Articles | Volume 9, issue 2
Research article
03 Mar 2016
Research article |  | 03 Mar 2016

Modeling the Zeeman effect in high-altitude SSMIS channels for numerical weather prediction profiles: comparing a fast model and a line-by-line model

Richard Larsson, Mathias Milz, Peter Rayer, Roger Saunders, William Bell, Anna Booton, Stefan A. Buehler, Patrick Eriksson, and Viju O. John

Abstract. We present a comparison of a reference and a fast radiative transfer model using numerical weather prediction profiles for the Zeeman-affected high-altitude Special Sensor Microwave Imager/Sounder channels 19–22. We find that the models agree well for channels 21 and 22 compared to the channels' system noise temperatures (1.9 and 1.3 K, respectively) and the expected profile errors at the affected altitudes (estimated to be around 5 K). For channel 22 there is a 0.5 K average difference between the models, with a standard deviation of 0.24 K for the full set of atmospheric profiles.

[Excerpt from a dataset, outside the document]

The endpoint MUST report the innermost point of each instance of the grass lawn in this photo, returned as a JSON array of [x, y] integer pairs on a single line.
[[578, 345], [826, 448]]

Concerning the same channel, there is 1.2 K on average between the fast model and the sensor measurement, with 1.4 K standard deviation. For channel 21 there is a 0.9 K average difference between the models, with a standard deviation of 0.56 K. Regarding the same channel, there is 1.3 K on average between the fast model and the sensor measurement, with 2.4 K standard deviation. We consider the relatively small model differences as a validation of the fast Zeeman effect scheme for these channels. Both channels 19 and 20 have smaller average differences between the models (at below 0.2 K) and smaller standard deviations (at below 0.4 K) when both models use a two-dimensional magnetic field profile. However, when the reference model is switched to using a full three-dimensional magnetic field profile, the standard deviation to the fast model is increased to almost 2 K due to viewing geometry dependencies, causing up to ±7 K differences near the equator. The average differences between the two models remain small despite changing magnetic field configurations. We are unable to compare channels 19 and 20 to sensor measurements due to limited altitude range of the numerical weather prediction profiles. We recommended that numerical weather prediction software using the fast model takes the available fast Zeeman scheme into account for data assimilation of the affected sensor channels to better constrain the upper atmospheric temperatures.

Short summary
By modeling the Special Sensor Microwave Imager/Sounder's mesospheric measurements, inversions methods can be applied to retreive mesospheric temperatures. We compare the fast forward model used by Met Office with reference simulations and find that there is a reasonable agreement between both models and measurements. Thus we recommend that the fast model is used in data assimilation to improve mesospheric temperature retrievals.